Julia Pollak, the chief economist at ZipRecruiter, told Business Insider she wasn’t surprised by the report because of the impact of the hurricanes and strikes.
“That said, it’s not just a blip,” Pollak said. “It is consistent with the ongoing labor market slowdown that we’ve seen over the past two years. This is a labor market that is growing, but slowing, and that growth is increasingly narrowly concentrated.”
The mixed results in the jobs report could complicate the Fed’s interest-rate plans into next year. The report is just one of many pieces of data Fed members will rely on when making their decision next week.
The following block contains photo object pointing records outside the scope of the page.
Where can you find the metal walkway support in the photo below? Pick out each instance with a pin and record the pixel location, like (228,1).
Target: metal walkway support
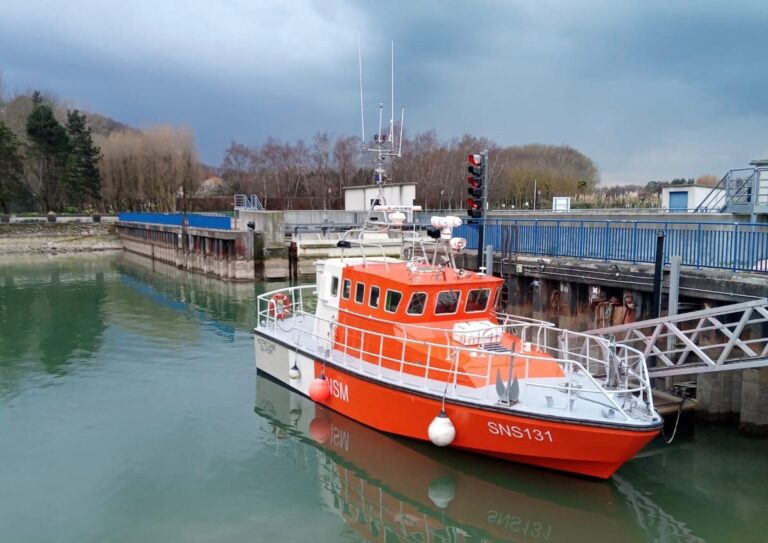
(731,337)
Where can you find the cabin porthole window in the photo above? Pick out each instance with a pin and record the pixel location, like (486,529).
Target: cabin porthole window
(359,293)
(392,301)
(477,300)
(417,304)
(447,302)
(373,297)
(334,286)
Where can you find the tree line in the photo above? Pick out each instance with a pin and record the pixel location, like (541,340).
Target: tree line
(54,159)
(315,174)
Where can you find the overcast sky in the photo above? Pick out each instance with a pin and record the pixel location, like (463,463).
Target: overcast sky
(648,90)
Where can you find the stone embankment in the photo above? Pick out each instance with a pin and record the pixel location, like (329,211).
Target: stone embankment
(57,238)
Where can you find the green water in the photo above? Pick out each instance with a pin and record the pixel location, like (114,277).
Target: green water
(130,410)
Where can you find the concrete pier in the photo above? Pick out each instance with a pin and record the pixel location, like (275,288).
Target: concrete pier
(220,253)
(583,295)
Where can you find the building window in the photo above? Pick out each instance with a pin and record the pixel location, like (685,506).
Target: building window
(392,300)
(373,298)
(417,304)
(447,302)
(334,286)
(477,300)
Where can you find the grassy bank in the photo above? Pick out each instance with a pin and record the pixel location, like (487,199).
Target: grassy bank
(54,238)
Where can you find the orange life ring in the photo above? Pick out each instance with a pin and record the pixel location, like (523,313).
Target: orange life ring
(279,306)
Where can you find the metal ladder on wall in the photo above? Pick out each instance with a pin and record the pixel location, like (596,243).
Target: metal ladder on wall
(731,337)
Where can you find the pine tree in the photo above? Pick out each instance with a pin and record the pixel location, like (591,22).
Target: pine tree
(12,187)
(82,180)
(49,145)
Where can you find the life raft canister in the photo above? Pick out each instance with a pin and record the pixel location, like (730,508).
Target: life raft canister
(279,306)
Shortly after the release Friday morning, traders overwhelmingly thought the Fed would cut interest rates by 25 basis points next week, which would be less than the previous 50-basis-point cut in September.
Cory Stahle, an economist at the Indeed Hiring Lab, told BI that “the labor market is still in a relatively solid position” and the stable unemployment rate is one bright spot in the latest report.
“A soft landing is something that is still on the table, but we’re not necessarily at a point where we achieved that yet,” Stahle said.
The new jobs report is the last US employment report before the presidential election on Tuesday. An October survey from AP-NORC found that 43% of registered voters “trust” Kamala Harris to handle the issue of jobs and unemployment, while 41% said they trusted Donald Trump to handle the issue.